There's battle lines being drawn.
Nobody's right if everybody's wrong.
Young people speaking their minds
getting so much resistance from behind

Monday, March 19, 2007

World Gone Mad

Just what the heck happened today? My platesetter can't image this file correctly with absolutely no reason for it not to (works once, doesn't work the next moment). And it's weird stuff on the plate that's not in the file. And then the other client has decided to ignore all my warnings and, "well, try and make it work" (I got news for ya, it won't). Then a third is buring me with requests. Ugh! Massive overtime here I come, again.

6 comments:

Camille Alexa said...

I hope massive overtime means massive overtime pay, yo.

Steve Buchheit said...

Oh, yes. If I didn't get paid OT, I wouldn't be here.
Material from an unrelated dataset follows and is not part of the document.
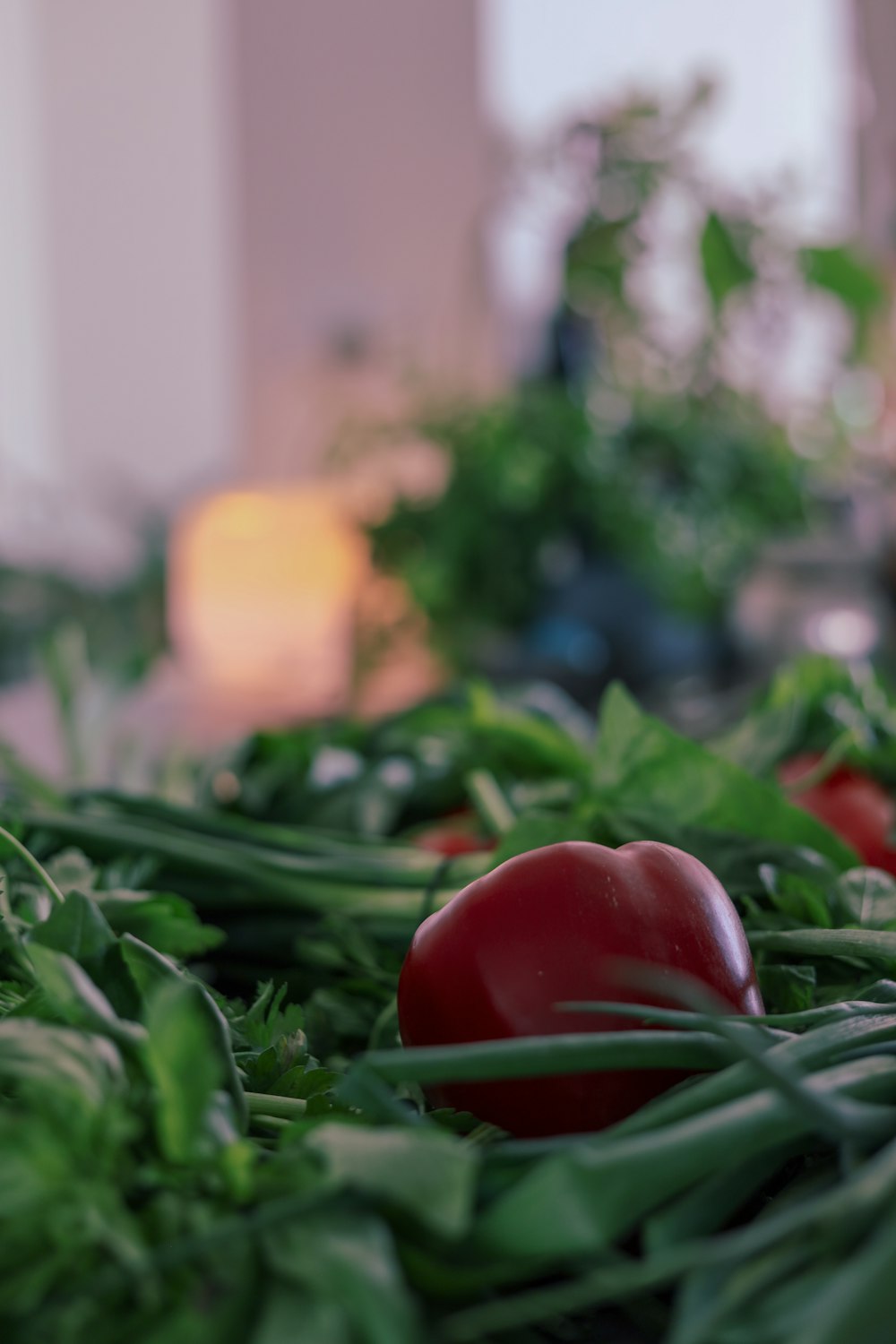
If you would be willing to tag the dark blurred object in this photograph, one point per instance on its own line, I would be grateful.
(598, 519)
I did the salary gig for a decade. Not doing that again (unless the salary starts very high).

Last year (because you know I like math), one-third of my day job pay was overtime. But I have to say, 15 hours hurts these days (it's also the 10 hours of commute a week and the other jobs - councilman and freelance design). And on top of that trying to write (and read). I'm not as young as I used to be.

Steve Buchheit said...

BTW, I'm still at work (normal work day, 7am to 3pm, no lunch break).

Todd Wheeler said...

OT rocks. Here in Massachusetts it's required for hourly-wages on Sunday, regardless of how many hours you work during the week.

Guess which night I like working best? ;-)

Camille Alexa said...

I've always been self-employed, so I've never received a second of overtime pay in my life.

Of course, when you're doing you own thing, it's not so hard to work fifteen or twenty hour days, though sometimes, I'd work through the night and have to drive home, battling the morning rush hour traffic. I used to know I'd been working too long by about the third or fourth NPR morning newsfeed repeat.

Steve Buchheit said...

Todd, that's a cool law. I'm now a union member, so Sunday's for me is double-time. Saturday is straight OT the whole time. And OT starts at 8 hours a day. I've worked places that have it start after 45 hours per week (40 hour week plus 5 hours of lunch, it was strange). The union isn't all the strong, BTW. Raises for the past 2 years have been 2% (less that the increased cost of gas), and the negotiations, thpppp! But I do get paid more that if I was back in studio.

LBB, yep, one of the reasons I just freelance for three clients (I let all my other clients go).